Depression is more than just feeling sad or going through a rough patch. It’s a serious mental health condition that requires understanding, treatment and a good recovery plan. With early detection, diagnosis and a treatment plan consisting of medication, psychotherapy and lifestyle choices, many people get better. But left untreated, depression can be devastating, both for the people who have it and for their families.
Some people have only one episode in a lifetime, but for most people depression recurs. Without treatment, episodes may last a few months to several years. People with severe depression can feel so hopeless that they become a risk for suicide.

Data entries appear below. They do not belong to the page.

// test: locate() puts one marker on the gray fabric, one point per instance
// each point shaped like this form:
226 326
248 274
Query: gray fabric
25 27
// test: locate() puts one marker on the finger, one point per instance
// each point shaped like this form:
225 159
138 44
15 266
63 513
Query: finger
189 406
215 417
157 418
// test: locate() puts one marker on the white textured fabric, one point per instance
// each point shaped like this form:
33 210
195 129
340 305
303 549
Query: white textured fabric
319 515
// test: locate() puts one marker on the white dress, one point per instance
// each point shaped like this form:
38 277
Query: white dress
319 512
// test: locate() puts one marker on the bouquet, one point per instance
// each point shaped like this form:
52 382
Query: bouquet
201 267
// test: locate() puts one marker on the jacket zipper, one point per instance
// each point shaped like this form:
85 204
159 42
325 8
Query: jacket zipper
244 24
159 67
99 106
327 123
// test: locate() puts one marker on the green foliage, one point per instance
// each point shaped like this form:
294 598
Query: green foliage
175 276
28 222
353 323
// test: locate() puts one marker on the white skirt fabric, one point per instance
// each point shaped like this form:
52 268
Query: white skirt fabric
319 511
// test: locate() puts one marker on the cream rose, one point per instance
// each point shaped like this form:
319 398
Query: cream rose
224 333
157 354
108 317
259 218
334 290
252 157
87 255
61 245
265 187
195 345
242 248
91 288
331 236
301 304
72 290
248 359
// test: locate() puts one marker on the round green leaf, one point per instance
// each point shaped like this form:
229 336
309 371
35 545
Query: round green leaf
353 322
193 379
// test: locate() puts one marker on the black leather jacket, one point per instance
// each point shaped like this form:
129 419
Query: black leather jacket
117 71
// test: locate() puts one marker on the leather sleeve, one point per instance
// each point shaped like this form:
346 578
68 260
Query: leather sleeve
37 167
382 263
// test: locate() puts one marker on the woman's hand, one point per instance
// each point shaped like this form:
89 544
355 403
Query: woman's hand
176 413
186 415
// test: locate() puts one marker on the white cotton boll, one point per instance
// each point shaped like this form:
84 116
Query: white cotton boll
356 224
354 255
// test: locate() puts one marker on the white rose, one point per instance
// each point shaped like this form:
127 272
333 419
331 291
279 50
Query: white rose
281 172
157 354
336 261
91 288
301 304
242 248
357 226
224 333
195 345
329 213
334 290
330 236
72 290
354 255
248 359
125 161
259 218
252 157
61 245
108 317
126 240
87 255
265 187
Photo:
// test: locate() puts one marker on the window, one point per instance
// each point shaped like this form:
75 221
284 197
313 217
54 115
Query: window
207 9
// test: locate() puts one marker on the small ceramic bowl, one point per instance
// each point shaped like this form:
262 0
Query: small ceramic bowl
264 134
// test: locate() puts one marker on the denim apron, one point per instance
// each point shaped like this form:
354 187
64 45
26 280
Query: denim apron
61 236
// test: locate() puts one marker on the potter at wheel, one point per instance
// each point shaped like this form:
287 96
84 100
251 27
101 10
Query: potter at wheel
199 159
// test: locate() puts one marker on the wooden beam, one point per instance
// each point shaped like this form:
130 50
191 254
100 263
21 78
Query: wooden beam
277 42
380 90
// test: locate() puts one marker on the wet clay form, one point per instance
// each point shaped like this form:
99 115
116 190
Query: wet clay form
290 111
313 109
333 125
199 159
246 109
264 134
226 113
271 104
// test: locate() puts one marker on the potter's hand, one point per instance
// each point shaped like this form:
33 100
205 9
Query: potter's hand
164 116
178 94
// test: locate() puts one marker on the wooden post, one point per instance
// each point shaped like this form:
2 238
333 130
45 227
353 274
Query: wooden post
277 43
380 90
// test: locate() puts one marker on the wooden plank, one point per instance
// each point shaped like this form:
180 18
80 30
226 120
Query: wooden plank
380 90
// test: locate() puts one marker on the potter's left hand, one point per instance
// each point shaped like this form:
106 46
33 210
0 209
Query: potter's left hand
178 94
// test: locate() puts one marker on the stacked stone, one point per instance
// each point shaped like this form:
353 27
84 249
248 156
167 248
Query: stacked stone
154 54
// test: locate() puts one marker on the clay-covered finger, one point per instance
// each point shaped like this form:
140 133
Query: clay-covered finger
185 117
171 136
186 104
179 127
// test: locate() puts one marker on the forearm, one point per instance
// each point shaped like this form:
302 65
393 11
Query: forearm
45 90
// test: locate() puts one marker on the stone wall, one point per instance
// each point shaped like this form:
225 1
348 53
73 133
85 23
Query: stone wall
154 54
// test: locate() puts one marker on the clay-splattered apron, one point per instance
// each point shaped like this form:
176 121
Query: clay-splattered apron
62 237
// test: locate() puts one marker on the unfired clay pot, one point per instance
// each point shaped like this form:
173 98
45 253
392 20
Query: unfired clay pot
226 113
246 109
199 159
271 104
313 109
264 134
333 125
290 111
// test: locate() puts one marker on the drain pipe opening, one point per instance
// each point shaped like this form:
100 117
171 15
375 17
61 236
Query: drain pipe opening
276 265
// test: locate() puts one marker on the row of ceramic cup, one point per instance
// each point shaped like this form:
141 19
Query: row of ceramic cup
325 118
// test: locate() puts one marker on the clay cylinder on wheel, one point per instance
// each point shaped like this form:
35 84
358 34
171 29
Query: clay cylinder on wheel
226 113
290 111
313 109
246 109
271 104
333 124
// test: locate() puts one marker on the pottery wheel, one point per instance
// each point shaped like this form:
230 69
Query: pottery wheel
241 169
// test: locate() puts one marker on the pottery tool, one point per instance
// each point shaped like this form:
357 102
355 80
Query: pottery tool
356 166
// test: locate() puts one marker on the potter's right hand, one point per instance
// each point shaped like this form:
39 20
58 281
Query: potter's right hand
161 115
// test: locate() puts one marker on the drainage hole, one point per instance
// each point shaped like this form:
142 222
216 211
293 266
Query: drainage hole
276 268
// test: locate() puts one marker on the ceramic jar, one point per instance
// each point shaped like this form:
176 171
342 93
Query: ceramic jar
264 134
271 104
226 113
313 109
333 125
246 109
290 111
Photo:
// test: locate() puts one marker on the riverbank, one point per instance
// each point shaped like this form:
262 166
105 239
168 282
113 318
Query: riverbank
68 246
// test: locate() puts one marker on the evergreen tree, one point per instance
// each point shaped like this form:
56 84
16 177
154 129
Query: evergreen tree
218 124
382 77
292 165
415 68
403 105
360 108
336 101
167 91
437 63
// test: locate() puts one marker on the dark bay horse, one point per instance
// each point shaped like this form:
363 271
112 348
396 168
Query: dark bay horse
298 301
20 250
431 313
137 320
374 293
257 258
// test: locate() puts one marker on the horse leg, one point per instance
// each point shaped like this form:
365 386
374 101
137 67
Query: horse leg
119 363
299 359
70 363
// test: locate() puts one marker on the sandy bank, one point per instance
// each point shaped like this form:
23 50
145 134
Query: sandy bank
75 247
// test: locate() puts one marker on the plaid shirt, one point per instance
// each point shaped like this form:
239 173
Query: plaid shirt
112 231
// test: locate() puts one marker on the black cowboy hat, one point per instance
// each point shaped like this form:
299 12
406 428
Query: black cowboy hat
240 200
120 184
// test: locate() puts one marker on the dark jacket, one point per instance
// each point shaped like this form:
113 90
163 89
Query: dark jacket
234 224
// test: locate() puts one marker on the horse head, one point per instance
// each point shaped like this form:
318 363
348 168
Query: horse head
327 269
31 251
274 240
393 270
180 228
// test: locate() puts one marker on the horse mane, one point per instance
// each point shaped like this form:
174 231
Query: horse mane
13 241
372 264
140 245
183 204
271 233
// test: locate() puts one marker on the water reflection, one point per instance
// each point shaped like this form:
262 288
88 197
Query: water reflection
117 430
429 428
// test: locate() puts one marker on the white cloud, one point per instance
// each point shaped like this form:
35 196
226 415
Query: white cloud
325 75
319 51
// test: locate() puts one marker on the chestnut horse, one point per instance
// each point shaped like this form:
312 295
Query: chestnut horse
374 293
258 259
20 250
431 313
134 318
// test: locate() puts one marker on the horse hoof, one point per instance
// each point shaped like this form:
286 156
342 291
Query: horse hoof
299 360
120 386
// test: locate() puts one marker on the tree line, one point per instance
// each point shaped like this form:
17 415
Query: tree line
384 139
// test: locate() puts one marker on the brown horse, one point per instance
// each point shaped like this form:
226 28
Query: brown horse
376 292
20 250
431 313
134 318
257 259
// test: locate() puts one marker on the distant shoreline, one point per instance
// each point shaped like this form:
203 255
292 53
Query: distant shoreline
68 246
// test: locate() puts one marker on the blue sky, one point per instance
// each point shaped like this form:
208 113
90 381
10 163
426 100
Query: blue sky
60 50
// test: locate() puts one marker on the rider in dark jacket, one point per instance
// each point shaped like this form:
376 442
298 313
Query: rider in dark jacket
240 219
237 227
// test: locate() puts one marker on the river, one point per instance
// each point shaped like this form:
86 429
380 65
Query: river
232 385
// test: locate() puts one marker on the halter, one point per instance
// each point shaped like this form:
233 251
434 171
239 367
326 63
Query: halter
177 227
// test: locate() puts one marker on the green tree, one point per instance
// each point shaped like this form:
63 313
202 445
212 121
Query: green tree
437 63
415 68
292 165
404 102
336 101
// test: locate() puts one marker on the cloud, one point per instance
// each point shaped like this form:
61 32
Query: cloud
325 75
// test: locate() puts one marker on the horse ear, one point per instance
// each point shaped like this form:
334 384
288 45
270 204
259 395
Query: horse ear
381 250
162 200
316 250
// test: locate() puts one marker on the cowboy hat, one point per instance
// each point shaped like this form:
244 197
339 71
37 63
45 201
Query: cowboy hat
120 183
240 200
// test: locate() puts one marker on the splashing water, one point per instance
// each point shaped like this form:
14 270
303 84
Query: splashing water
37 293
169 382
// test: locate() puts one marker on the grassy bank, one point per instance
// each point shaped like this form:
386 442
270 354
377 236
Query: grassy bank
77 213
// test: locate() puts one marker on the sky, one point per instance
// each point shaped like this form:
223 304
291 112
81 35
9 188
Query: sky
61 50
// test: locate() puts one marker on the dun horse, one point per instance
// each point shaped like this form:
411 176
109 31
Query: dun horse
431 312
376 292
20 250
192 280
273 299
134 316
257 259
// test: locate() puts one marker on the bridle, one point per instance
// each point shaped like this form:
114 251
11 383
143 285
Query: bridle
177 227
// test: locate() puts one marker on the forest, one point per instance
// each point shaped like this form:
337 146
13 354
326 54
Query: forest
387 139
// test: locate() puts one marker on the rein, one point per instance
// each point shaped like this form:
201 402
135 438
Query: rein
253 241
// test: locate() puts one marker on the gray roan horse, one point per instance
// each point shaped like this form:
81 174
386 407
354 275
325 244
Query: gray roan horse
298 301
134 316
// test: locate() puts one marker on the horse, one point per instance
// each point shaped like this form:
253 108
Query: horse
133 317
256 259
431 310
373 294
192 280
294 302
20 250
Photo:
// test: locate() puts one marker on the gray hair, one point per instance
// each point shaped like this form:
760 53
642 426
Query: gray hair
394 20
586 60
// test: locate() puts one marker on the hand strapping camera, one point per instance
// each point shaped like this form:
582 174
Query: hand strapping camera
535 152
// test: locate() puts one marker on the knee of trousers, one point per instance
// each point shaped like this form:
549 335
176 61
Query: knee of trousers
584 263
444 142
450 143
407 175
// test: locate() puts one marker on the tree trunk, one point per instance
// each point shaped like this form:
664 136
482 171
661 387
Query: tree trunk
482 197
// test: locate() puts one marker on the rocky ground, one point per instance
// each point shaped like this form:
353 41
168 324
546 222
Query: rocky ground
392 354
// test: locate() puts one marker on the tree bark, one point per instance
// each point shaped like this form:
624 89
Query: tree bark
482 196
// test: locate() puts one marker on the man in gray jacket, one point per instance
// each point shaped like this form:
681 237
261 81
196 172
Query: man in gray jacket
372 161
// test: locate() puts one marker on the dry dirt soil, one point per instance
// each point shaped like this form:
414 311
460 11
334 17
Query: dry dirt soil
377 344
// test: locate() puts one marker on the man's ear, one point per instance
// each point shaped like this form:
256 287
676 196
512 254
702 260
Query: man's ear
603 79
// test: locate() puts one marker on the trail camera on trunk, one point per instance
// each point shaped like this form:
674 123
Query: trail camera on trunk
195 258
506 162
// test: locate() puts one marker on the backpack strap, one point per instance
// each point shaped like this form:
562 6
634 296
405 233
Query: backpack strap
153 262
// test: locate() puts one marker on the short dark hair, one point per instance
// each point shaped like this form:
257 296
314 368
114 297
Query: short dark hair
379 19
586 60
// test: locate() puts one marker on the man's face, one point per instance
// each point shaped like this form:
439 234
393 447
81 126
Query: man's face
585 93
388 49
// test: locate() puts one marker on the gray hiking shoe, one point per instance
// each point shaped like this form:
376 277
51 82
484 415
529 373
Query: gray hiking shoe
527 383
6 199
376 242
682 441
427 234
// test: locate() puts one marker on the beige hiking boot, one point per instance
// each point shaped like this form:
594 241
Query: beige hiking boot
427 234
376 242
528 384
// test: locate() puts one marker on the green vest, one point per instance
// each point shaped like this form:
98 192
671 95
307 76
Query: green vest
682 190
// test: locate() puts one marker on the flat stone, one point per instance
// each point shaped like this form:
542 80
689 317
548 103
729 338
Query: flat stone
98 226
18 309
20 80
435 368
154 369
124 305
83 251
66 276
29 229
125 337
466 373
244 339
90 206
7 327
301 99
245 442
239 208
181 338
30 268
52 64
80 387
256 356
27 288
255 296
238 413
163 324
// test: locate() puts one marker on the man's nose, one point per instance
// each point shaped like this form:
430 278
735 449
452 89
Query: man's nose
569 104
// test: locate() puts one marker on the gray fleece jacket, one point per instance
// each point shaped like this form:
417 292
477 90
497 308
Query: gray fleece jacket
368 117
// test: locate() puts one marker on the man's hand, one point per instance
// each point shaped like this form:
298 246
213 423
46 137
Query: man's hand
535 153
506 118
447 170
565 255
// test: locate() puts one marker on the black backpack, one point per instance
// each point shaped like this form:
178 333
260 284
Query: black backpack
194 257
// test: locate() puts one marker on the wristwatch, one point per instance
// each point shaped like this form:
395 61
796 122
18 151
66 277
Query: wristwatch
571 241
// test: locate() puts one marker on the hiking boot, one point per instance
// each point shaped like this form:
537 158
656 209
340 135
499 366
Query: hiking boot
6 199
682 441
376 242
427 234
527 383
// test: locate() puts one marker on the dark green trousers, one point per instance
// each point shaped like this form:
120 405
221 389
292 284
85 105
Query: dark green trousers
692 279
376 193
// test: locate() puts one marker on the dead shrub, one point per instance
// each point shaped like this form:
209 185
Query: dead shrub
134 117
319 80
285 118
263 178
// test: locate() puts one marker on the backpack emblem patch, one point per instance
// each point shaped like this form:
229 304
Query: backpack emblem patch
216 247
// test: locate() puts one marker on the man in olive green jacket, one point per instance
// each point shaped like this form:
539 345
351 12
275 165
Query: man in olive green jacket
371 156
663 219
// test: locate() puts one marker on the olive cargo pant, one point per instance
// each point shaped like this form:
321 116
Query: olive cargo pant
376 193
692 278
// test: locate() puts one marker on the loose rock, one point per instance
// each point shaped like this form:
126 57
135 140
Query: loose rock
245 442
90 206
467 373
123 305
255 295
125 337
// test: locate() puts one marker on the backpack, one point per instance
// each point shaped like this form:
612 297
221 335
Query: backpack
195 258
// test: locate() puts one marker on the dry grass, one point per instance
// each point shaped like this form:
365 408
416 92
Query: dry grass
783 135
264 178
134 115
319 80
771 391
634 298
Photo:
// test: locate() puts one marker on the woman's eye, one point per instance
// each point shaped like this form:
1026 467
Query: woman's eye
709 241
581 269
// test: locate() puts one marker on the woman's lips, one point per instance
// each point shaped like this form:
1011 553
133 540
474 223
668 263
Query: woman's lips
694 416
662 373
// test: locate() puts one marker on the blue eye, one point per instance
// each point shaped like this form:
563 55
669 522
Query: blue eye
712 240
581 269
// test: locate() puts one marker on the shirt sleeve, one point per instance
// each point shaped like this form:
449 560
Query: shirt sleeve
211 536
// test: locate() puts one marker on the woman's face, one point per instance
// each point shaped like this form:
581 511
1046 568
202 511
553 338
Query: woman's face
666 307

An estimated 16 million American adults—almost 7% of the population—had at least 1 major depressive episode last year. People of all ages and all racial, ethnic and socioeconomic backgrounds can experience depression, but it does affect some groups of people more than others. Women are 70% more likely than men to experience depression, and young adults aged 18–25 are 60% more likely to have depression than people aged 50 or older.
Getting a comprehensive evaluation is important. Underlying medical issues that can mimic a major depressive episode, side effects of other medications (like beta blockers or antihypertensives) or any other medical causes need to be ruled out. Understanding life stressors and prior responses to treatment effort can help shape a good treatment plan. Understanding how any co-occurring conditions fit into the diagnostic picture also informs treatment options.